His assessment? “I think I played great. Was my feeling, no?”
He is indeed playing great, and probably to no-one’s surprise, he is looking more and more like a nine-time champion with his eye on a 10th. After all, he had just won his 20th match on clay this year, having sealed his 10th Barcelona and Monte-Carlo titles and his fifth Madrid title. He had just won his 39th match of the year, having also made the finals of the Australian Open, Acapulco and Miami.
He will tomorrow celebrate reaching the fourth round with his 31st birthday but, this man of simple pleasures will spend it watching Real Madrid in the Champions League final. And come Sunday, he will take on fellow Spaniard Roberto Bautista Agut, who beat Jiri Vesely, 6-3, 6-4, 6-3.
Also in this quarter, No20 seed Pablo Carreno Busta beat No11 seed Grigor Dimitrov, 7-5, 6-3, 6-4, to set a meeting with No5 Milos Raonic, who beat retiring Guillermo Garcia-Lopez, 6-1, 1-0.
Defending champion Novak Djokovic followed Nadal onto Philipp Chatrier to take on the feisty Argentine Diego Schwartzman under heavy cloud that oozed drizzle on the ever-darkening red clay.
They had played each other only once before, when the now No41-ranked Schwartzman was just beginning to emerge on the tour—it had been an easy win for Djokovic—but if there was any surface where Schwartzman could create problems, it was clay. He won his only title in Istanbul last year and picked up a couple of top-20 wins through the European clay swing: Bautista Agut and Albert Ramos-Vinolas.
However he was playing one of the best in the world, and Djokovic had been picking up his form nicely through the clay season: quarters at Monte-Carlo, semis at Madrid, final at Rome. He had his 58th match-win at Roland Garros in his sights, to tie third on the all-time list at Roland Garros behind only Nadal and Roger Federer.
What could possibly go wrong?
Well 21 errors in the first set from Djokovic did not help, though Schwartzman was keeping pace with him on that front. Indeed Djokovic went 4-1 up but the Argentine levelled with some remarkably big hitting from the baseline for such a short man—seven inches down on Djokovic. He broke to serve for the set, and survived a string of deuces to take the lead, 7-5.
In the second set, Djokovic dug in, finding more of his metronomic rhythm to the corners, and he broke down a resistant Schwartzman at the fourth attempt in the eighth game and served it out, 6-3.
Djokovic had hit 13 winners for just nine errors—but that proportion would reverse again in the third set. Schwartzman pummelled his forehand, found initial resistance from the Djokovic backhand, but finally broke for 5-3, and came back from four break points to hold, 6-3.
All the statistics suggested that Djokovic was ahead—winners, serving, overall points, net—but he trailed, even once he had built a 4-0 lead in the fourth set. Now it was raining, now there was disruption in the crowd, and now some Djokovic irritability drew a warning from the umpire. Schwartzman capitalised with one break back but Djokovic had been stung into action, he was focused and he held to love, 6-1.

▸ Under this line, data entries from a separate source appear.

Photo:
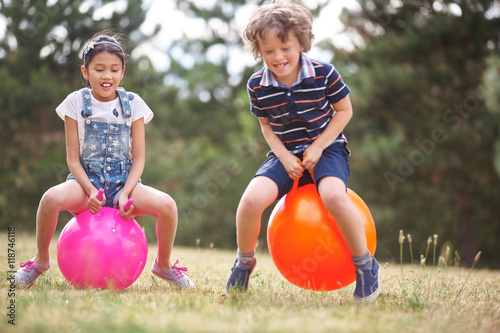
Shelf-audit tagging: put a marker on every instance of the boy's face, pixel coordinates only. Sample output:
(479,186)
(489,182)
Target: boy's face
(281,57)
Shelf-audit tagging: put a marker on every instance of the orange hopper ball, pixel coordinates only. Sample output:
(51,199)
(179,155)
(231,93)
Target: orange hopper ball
(306,245)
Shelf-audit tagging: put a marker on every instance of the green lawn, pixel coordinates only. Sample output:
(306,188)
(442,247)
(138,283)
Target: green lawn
(413,299)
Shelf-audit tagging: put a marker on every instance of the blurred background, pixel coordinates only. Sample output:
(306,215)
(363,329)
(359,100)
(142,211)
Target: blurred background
(425,136)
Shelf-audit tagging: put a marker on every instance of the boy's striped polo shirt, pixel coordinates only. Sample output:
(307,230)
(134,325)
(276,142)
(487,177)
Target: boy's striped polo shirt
(298,115)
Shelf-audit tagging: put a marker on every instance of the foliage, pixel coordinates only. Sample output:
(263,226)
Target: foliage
(426,130)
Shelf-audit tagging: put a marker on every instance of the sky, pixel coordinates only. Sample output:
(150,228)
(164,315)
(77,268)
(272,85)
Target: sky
(174,23)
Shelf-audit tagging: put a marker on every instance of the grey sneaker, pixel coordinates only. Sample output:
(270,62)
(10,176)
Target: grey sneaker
(175,276)
(367,286)
(29,272)
(239,278)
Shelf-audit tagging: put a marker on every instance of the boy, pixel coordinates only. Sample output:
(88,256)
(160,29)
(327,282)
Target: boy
(302,106)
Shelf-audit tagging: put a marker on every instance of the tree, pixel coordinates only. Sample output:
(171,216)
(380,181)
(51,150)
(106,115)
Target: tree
(427,136)
(39,66)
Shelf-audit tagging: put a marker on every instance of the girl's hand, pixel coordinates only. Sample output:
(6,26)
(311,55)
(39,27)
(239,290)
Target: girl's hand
(311,157)
(293,166)
(95,204)
(126,214)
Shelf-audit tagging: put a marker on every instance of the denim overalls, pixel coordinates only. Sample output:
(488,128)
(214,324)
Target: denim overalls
(105,150)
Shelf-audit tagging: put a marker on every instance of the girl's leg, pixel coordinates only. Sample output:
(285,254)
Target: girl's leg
(259,194)
(332,191)
(68,196)
(150,201)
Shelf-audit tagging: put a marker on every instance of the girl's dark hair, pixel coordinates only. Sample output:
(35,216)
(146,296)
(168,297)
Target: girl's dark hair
(104,41)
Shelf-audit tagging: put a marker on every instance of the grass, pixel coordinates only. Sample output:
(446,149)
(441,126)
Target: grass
(413,299)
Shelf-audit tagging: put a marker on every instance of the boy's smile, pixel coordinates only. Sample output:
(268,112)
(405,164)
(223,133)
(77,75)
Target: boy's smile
(281,57)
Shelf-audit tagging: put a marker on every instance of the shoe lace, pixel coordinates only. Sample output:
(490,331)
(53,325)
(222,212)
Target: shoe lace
(29,265)
(179,271)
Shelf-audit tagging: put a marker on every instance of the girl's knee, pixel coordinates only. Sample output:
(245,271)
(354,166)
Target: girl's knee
(167,206)
(51,199)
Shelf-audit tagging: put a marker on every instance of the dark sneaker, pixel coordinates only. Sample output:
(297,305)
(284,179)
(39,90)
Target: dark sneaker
(367,288)
(239,278)
(29,272)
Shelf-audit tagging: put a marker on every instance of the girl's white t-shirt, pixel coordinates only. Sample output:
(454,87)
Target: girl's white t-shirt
(110,111)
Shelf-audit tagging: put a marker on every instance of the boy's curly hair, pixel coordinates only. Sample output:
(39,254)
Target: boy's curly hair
(284,15)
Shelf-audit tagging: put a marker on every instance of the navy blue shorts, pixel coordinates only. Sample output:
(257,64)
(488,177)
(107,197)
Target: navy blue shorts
(333,162)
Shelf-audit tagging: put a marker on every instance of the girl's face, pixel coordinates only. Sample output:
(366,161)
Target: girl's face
(281,57)
(104,73)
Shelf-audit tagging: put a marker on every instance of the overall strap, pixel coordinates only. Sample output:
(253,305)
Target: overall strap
(126,110)
(87,109)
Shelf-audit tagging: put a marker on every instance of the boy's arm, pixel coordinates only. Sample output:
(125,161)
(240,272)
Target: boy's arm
(291,163)
(74,165)
(342,116)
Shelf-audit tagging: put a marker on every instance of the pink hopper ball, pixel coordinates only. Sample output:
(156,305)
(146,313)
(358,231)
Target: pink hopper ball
(102,250)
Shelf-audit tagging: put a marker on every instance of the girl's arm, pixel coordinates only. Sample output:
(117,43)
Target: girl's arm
(75,167)
(342,116)
(138,162)
(291,162)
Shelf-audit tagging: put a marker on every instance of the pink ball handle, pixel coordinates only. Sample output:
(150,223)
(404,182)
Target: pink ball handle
(127,205)
(100,194)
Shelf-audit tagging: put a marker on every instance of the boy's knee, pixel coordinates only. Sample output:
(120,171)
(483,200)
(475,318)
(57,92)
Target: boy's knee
(249,203)
(336,201)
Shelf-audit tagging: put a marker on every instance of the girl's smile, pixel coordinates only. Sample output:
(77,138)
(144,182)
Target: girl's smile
(104,74)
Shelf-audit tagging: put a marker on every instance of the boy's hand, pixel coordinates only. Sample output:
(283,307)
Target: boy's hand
(311,157)
(293,166)
(94,203)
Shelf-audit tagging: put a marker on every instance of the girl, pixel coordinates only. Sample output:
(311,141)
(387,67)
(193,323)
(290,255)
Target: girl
(105,145)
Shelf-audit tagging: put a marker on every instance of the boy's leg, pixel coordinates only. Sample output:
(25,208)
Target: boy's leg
(150,201)
(333,193)
(66,196)
(259,194)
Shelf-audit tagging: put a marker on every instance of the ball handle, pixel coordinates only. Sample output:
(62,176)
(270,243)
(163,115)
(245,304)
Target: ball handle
(127,205)
(100,194)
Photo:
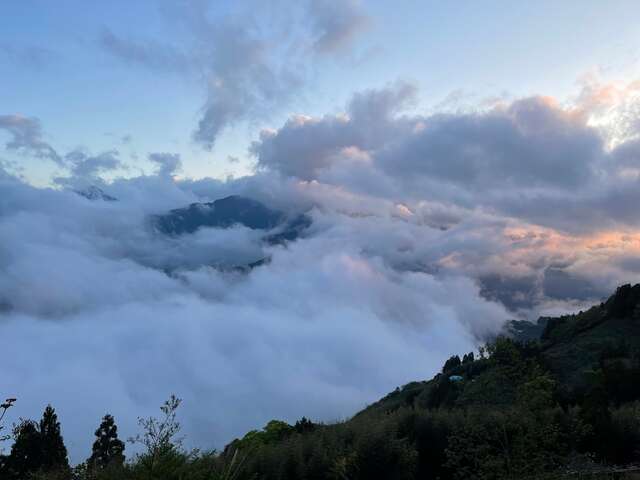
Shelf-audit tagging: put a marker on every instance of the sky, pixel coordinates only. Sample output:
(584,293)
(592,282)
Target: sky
(462,163)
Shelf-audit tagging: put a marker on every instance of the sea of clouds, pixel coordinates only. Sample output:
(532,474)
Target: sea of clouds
(429,232)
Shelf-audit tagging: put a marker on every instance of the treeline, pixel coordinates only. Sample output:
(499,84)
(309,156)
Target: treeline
(502,415)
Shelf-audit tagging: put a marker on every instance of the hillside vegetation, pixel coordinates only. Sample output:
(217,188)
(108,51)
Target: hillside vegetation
(564,405)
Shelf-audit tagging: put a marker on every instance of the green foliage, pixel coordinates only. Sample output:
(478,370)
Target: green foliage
(38,448)
(108,449)
(559,407)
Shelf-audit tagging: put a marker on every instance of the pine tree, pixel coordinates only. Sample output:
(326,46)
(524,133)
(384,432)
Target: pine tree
(53,450)
(107,449)
(26,452)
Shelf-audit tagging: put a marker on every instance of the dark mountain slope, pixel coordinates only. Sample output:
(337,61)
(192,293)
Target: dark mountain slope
(564,406)
(229,211)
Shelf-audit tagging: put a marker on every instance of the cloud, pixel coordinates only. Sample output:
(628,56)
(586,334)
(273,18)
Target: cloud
(248,73)
(31,56)
(328,325)
(168,163)
(337,23)
(305,146)
(429,231)
(27,137)
(150,54)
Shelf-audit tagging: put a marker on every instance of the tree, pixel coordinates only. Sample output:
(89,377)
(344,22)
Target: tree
(108,449)
(452,363)
(54,452)
(8,403)
(163,453)
(26,452)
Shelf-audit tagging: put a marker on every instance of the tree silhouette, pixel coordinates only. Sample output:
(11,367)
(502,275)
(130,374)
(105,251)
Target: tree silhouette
(107,449)
(53,450)
(26,452)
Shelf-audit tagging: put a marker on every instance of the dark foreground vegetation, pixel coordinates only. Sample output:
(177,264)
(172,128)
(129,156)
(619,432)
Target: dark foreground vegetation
(566,405)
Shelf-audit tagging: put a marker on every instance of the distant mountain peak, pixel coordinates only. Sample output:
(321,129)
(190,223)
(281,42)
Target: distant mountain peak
(229,211)
(95,193)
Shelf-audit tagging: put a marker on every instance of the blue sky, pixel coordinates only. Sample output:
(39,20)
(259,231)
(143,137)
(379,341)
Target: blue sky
(522,198)
(54,66)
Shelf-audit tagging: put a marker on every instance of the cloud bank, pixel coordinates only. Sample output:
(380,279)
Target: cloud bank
(429,231)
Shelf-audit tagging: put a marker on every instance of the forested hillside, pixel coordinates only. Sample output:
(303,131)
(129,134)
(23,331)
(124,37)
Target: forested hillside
(561,406)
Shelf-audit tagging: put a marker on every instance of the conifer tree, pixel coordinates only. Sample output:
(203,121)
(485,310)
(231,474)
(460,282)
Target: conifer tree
(53,450)
(108,448)
(26,452)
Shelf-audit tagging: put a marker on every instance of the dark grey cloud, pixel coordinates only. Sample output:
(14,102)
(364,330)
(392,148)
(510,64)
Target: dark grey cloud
(529,158)
(98,267)
(304,146)
(26,136)
(248,72)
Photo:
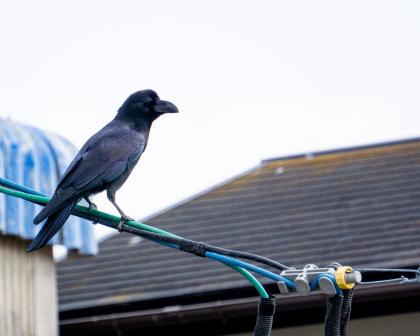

Schwartzman was now clearly beginning to flag—and he needed a medical time-out—while Djokovic began to flow. By the end, he looked in fine fettle, closing out set and match, 6-1, but it had been a hot-and-cold match.
A standing ovation from the crowd for Schwartzman as he packed and left the court left a warm glow over Philipp Chatrier, but defending champion Djokovic knew it was he who had weathered the storm.
A little surprisingly, he will next face not the young No16 seed Lucas Pouille but Ramos-Vinolas, who survived the French crowd, five sets, and three and three-quarter hours, 6-2, 3-6, 5-7, 6-2, 6-1. The Spaniard reached his first and only Major quarter-final last year, right here, and made his first Masters final only two months ago in Monte-Carlo. However, he has yet to beat Djokovic.